Tina is a dullard living in middle-class emptiness with her abusive, mean-spirited harridan of a mother.
Granted, Mom has some reason to browbeat her unmarried, pasty-faced progeny since the twit was responsible for their frou-frou doggie getting impaled upon knitting needles.
Mom also has reason to dislike Tina's boyfriend Chris who has apparently killed someone - albeit by accident.
"I don't like you," says Mom to the bearded, beady-eyed sack of potatoes who is not only boinking her daughter, but about to embark upon a vacation through the dullest, ugliest part of England with her only begotten child in a motorhome.
The lovebirds take to the open road. After a bit of rockiness in their relationship, things seem to settle nicely until Tina notices that Chris's annoyance at fellow travellers manifests itself into pure, obsessive, unmitigated, psychopathic hatred for these miscreants who litter or look at him the wrong way or chide him for letting their dog crap on the lawn of a heritage site.
Chris does what any annoyed curmudgeon would do. He kills the fuckers. This appears to mildly concern Tina, but soon, she's all for it and even starts to kill people all on her lonesome. This annoys Chris to no end as he feels Tina has no acceptable justification for killing as he, uh, does.

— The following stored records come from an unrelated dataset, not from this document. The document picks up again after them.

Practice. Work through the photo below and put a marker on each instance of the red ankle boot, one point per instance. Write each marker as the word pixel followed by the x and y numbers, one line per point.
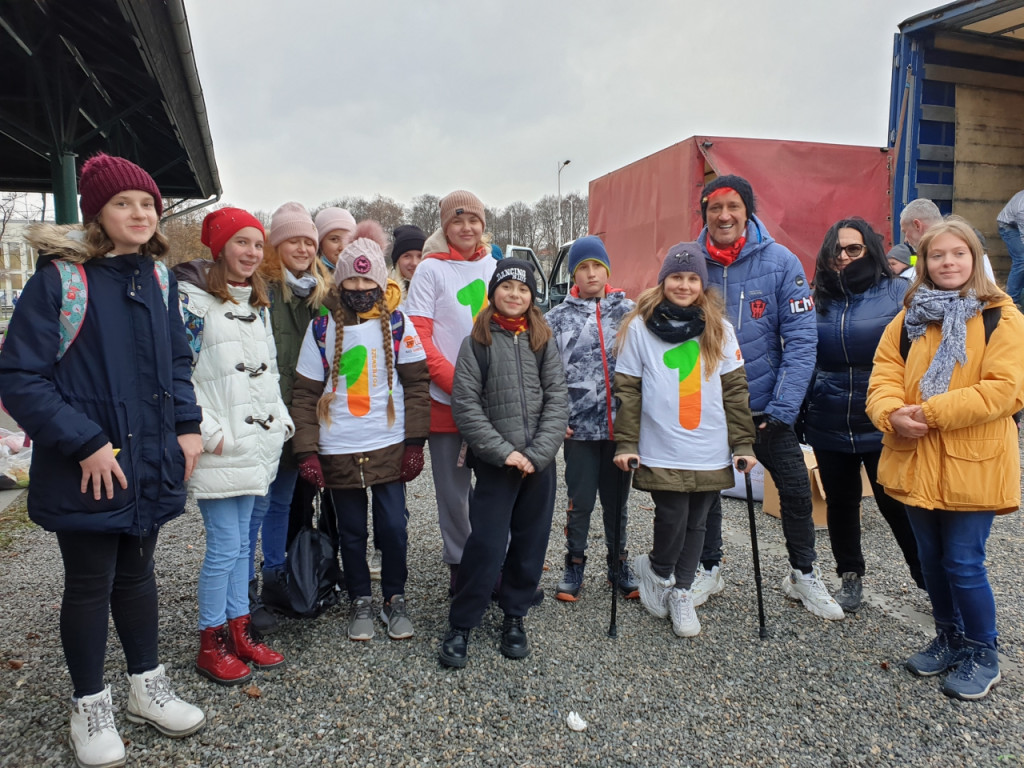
pixel 216 660
pixel 249 646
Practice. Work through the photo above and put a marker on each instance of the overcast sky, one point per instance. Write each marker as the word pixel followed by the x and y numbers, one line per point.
pixel 314 99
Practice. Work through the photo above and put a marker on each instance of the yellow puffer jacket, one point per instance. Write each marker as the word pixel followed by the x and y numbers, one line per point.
pixel 969 460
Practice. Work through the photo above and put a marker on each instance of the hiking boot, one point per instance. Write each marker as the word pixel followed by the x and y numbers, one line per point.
pixel 360 621
pixel 395 616
pixel 628 585
pixel 375 565
pixel 706 584
pixel 247 644
pixel 944 652
pixel 152 700
pixel 810 590
pixel 684 617
pixel 653 589
pixel 514 642
pixel 93 737
pixel 215 659
pixel 850 593
pixel 568 588
pixel 453 650
pixel 975 675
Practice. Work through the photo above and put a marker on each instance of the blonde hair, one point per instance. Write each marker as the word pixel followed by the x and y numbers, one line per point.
pixel 984 289
pixel 324 404
pixel 712 340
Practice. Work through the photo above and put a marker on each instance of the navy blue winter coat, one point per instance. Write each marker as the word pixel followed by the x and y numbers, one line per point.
pixel 125 379
pixel 848 335
pixel 768 301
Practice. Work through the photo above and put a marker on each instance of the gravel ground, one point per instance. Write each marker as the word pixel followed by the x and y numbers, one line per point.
pixel 813 693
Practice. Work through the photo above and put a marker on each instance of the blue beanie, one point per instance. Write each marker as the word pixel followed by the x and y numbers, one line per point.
pixel 588 249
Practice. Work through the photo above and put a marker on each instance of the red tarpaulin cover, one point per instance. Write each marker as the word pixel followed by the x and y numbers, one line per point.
pixel 800 189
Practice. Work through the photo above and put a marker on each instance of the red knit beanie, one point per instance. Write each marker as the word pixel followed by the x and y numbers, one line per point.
pixel 103 176
pixel 220 225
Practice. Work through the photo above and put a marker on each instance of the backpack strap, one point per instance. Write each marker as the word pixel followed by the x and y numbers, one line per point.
pixel 74 300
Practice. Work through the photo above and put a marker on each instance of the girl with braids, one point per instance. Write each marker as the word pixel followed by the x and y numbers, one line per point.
pixel 361 407
pixel 679 355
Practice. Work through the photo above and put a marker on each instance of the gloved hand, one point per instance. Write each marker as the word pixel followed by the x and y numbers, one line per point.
pixel 311 472
pixel 412 463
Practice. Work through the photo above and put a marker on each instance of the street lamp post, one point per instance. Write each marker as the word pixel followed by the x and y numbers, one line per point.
pixel 561 165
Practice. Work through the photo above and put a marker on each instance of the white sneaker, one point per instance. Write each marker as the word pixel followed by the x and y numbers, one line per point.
pixel 94 738
pixel 152 700
pixel 375 565
pixel 684 617
pixel 706 584
pixel 653 589
pixel 809 589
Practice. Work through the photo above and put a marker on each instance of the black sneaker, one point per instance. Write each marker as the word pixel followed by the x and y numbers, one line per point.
pixel 453 650
pixel 568 588
pixel 514 642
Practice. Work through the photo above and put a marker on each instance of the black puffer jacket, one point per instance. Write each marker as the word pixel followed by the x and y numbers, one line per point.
pixel 520 409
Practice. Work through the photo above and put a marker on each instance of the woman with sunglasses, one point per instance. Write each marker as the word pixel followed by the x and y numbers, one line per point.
pixel 856 295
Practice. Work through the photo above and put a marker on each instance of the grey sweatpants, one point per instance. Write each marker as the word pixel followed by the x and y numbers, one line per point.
pixel 453 486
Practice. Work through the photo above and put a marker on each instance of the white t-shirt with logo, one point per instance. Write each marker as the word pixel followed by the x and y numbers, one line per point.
pixel 451 293
pixel 682 422
pixel 358 413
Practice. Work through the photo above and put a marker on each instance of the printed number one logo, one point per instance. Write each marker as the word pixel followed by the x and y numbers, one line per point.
pixel 353 369
pixel 686 359
pixel 474 296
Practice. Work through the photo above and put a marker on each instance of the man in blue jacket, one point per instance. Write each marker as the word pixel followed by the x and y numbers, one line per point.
pixel 768 301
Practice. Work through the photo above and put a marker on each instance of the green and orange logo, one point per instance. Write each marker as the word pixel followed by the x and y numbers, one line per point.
pixel 474 296
pixel 352 368
pixel 686 359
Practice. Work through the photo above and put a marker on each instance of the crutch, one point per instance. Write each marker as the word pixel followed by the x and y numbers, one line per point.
pixel 624 484
pixel 762 632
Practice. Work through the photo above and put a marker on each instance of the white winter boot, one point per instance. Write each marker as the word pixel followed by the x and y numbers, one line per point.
pixel 152 700
pixel 93 736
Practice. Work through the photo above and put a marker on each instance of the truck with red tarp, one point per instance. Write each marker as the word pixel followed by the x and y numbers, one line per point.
pixel 955 136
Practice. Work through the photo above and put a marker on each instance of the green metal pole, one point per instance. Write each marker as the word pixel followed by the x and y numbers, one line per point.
pixel 66 188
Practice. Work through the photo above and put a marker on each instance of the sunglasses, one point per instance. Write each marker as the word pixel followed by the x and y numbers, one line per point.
pixel 852 251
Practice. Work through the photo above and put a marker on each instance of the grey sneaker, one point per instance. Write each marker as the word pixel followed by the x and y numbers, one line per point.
pixel 653 589
pixel 394 614
pixel 360 621
pixel 850 593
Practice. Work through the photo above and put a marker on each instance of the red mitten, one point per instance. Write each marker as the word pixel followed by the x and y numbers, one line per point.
pixel 412 463
pixel 311 472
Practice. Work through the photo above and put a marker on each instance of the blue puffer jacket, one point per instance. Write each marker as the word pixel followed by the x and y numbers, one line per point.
pixel 768 301
pixel 124 380
pixel 848 335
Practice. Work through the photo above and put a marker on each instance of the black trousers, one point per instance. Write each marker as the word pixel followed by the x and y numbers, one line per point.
pixel 104 574
pixel 506 508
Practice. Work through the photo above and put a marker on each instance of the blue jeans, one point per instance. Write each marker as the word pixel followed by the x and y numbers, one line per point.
pixel 1015 283
pixel 223 579
pixel 951 546
pixel 271 512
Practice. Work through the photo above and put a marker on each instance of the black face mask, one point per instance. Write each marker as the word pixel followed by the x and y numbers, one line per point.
pixel 361 301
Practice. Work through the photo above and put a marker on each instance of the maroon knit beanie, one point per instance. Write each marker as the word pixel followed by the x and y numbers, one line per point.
pixel 103 176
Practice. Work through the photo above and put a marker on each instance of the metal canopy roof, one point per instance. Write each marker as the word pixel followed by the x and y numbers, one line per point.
pixel 116 76
pixel 994 17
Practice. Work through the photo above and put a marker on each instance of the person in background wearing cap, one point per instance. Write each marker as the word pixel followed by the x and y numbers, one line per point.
pixel 297 285
pixel 585 327
pixel 116 433
pixel 679 356
pixel 510 401
pixel 245 423
pixel 444 299
pixel 407 253
pixel 363 412
pixel 334 230
pixel 769 302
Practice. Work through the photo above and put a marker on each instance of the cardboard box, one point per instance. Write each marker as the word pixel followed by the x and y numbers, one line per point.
pixel 771 505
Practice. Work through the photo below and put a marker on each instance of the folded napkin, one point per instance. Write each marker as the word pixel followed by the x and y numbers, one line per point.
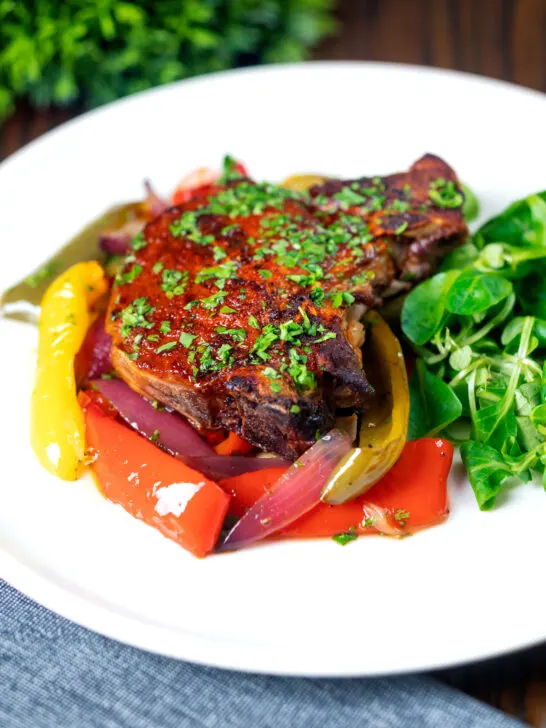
pixel 54 674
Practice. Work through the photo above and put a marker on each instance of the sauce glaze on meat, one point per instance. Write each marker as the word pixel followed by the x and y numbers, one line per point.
pixel 241 308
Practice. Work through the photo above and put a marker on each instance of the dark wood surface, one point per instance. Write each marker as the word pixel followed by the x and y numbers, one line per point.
pixel 498 38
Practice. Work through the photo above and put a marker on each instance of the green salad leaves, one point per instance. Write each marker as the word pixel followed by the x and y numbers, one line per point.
pixel 479 330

Some of this is very, very funny. It's even mildly satisfying to see annoying people murdered. The problem with the movie is that our protagonists aren't especially interesting. The tagline on the ads and posters suggests they're "average". Wrong. They're ultimately way less than average.
What we're left with a satire-want-to-be that is little more than extended one-note sketch. What would have been perfectly acceptable as a short film, feels unnecessarily elongated in a feature length format.
Steve Oram is pretty darn amusing in his role - especially when director Ben (Kill List, Down Terrace) Wheatley focuses upon Chris's slow burns during the most mild of transgressions. Alice Lowe matches him quite nicely in her doormat-turned-woman-of-power. Alas, both of these performances, while consistent and solid, crush under the weight of the screenplay (that both actors wrote).
There's really nowhere for this story or characters to go that we don't see coming many beats in advance. The "surprise" ending, which isn't much of a surprise since any savvy viewer will figure out where things are headed long before, leaves us with the taste of inevitability in our mouths as we exit the cinema.
When the laughs come, they're big ones, but overall we're left feeling drained beyond the material's capacity to sustain our interest. There's nothing especially suspenseful about the proceedings and while the film is suitably muted when it needs to be, this tone is also the movie's eventual undoing.
"Sightseers" in in limited theatrical release via Mongrel Media and can be seen in Toronto at the TIFF Bell Lightbox.